We live in dynamic movement so the neck needs to be strong to hold up our heavy head and also in movement. Often when there is discomfort in the neck it comes from a lack of strength in the abdominals. There is also a link between faulty breathing and a dysfunctional upper quadrant of the body.
The cervical spine is the most mobile region of the spine. Normal neck movement included flexion, extension, rotation and side bending. Flexion: The cervical spine bends directly forward with the chin tilting down. Neck flexion typically occurs when looking downward or while in forward head posture. For example when sitting with poor posture in front of a laptop. Extension: The cervical spine straightens or moves directly backward with the chin tilting up. For example, neck extension is common when performing overhead work. Rotation: The cervical spine and head turn to one side. Neck rotation is particularly useful when trying to look to the side or over the shoulder. An example of this is when reversing the car.

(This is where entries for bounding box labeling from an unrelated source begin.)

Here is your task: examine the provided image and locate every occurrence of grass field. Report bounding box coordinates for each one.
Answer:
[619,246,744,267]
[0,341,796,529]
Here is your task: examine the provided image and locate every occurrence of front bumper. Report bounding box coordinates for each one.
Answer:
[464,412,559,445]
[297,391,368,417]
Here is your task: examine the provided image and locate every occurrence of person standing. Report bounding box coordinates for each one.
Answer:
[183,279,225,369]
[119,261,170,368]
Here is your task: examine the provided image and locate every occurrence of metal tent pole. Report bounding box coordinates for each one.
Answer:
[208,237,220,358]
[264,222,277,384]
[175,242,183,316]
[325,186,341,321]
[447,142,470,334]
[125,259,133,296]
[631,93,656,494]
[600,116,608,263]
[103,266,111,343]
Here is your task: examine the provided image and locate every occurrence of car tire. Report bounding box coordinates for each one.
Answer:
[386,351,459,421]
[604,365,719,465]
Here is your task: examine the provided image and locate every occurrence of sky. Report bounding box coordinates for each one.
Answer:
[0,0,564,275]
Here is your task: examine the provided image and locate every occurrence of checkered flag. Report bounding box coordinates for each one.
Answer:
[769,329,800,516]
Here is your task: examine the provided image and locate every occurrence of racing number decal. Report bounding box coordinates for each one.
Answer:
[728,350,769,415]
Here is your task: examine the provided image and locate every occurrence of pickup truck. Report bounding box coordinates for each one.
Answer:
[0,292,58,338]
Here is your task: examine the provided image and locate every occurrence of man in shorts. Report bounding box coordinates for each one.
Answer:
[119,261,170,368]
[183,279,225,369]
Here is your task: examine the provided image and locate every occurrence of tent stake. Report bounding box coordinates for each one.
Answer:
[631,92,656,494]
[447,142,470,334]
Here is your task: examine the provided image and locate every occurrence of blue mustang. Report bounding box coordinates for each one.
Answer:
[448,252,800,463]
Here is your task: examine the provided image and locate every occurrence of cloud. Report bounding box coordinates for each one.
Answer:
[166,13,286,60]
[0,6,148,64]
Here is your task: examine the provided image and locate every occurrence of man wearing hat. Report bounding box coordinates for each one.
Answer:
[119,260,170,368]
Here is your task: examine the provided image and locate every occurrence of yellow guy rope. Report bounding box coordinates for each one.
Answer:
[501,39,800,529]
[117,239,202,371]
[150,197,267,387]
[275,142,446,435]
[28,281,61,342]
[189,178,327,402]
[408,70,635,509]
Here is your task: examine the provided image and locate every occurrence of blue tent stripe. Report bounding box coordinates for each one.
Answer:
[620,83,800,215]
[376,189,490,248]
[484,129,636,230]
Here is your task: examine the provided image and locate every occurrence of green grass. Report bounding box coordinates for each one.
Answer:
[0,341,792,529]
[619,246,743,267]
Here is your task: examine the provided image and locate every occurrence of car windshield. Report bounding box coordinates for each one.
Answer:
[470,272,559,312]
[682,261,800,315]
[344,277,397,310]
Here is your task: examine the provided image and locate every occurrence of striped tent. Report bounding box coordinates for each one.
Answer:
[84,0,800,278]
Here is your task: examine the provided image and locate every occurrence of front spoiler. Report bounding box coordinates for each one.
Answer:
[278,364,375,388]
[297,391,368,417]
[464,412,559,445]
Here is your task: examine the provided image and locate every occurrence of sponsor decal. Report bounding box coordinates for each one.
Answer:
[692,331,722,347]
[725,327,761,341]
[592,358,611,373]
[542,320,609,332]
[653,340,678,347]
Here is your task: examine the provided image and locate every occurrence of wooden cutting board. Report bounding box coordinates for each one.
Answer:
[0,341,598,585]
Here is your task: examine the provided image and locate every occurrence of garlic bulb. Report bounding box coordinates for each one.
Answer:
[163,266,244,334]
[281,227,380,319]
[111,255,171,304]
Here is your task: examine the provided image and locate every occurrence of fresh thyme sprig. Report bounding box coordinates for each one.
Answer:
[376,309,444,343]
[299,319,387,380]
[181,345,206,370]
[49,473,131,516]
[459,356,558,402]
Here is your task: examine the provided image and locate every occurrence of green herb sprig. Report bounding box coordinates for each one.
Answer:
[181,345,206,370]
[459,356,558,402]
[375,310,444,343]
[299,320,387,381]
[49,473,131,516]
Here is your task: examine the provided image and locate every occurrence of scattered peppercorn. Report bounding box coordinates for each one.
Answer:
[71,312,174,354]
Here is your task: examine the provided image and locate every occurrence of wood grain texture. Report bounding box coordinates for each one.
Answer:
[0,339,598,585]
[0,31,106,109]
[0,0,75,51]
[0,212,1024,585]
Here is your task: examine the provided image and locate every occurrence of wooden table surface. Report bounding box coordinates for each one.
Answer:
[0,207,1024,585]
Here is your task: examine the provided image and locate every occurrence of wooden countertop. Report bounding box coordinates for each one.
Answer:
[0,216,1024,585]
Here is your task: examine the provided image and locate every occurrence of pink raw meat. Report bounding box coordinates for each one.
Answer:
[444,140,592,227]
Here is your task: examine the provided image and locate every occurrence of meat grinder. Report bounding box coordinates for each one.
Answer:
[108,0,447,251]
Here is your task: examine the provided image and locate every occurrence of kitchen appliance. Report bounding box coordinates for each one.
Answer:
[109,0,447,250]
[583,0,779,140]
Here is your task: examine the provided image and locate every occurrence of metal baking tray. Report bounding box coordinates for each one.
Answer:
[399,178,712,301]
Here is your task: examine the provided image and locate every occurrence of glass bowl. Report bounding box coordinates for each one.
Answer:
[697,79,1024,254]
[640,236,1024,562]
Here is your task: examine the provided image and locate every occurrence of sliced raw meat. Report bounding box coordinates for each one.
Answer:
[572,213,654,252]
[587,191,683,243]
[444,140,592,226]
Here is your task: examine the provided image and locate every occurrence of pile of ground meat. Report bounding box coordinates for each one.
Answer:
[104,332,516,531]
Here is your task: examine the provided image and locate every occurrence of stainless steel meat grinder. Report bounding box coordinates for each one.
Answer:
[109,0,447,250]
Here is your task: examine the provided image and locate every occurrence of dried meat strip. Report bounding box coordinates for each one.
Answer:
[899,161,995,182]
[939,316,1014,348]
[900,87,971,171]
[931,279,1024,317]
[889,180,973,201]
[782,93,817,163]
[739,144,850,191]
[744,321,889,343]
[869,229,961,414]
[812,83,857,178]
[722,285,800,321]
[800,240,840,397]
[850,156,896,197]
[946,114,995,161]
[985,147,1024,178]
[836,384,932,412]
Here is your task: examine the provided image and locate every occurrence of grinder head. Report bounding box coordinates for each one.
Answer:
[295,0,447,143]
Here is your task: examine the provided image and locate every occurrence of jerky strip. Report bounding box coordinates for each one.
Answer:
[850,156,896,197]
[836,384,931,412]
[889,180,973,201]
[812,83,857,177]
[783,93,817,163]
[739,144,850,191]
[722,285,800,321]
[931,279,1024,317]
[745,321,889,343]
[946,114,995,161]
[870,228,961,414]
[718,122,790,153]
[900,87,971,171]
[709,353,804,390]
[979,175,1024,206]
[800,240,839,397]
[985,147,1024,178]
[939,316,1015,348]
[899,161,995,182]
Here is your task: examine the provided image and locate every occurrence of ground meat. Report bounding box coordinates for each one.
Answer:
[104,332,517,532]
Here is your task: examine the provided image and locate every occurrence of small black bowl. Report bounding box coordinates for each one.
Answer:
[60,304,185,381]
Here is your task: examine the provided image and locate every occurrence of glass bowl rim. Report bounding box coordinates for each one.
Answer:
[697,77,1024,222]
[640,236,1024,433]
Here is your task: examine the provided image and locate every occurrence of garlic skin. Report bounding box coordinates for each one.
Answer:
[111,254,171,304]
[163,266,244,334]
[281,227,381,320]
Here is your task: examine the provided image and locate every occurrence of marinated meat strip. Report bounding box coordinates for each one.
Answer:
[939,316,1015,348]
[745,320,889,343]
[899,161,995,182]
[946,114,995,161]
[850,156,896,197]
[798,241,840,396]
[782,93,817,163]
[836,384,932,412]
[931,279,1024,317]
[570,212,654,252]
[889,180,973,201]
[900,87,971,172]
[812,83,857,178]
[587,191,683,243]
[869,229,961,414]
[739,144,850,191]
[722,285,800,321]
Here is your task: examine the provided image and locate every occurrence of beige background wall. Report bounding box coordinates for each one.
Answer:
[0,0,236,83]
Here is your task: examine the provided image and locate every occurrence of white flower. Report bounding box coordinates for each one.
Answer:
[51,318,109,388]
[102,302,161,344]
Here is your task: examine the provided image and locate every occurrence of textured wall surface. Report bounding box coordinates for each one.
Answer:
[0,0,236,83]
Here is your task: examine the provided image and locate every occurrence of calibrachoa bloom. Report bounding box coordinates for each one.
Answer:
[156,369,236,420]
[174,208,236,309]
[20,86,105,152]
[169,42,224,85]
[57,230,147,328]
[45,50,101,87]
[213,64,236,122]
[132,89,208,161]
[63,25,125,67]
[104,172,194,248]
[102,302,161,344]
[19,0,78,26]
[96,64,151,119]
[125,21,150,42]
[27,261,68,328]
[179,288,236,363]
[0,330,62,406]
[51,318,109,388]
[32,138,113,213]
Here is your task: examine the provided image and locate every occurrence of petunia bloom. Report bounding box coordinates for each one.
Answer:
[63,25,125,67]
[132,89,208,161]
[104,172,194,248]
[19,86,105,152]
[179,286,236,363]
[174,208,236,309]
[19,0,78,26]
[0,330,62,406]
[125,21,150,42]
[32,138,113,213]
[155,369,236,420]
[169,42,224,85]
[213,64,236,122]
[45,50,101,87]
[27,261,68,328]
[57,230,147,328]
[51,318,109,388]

Lateral flexion: The cervical spine bends to one side with the ear moving toward the shoulder. An example of this is when you are on a phone call and you are using your ear to keep your phone in place. Some movements can be performed in combination, such as rotating the neck while also flexing it forward.
General guidelines for neck pain include supporting the neck with a pillow, towel or squishy. This will support the cervical lordosis. Emphasis needs to be on activating the upper back extensors which include the middle and lower trapezius and rhomboids and avoiding activation of the anterior muscles. It is also important to avoid inversions as this places pressure on vertebras. Also, any exercise where the springs or load is too heavy for an individual will place an unnecessary load on the neck.
With so many critical nerves, blood vessels, joints in such a relatively small space, and a range of movement, the cervical spine is one of the body’s most complicated regions. Protecting the neck and making the body strong to support movement is critical to our overall health.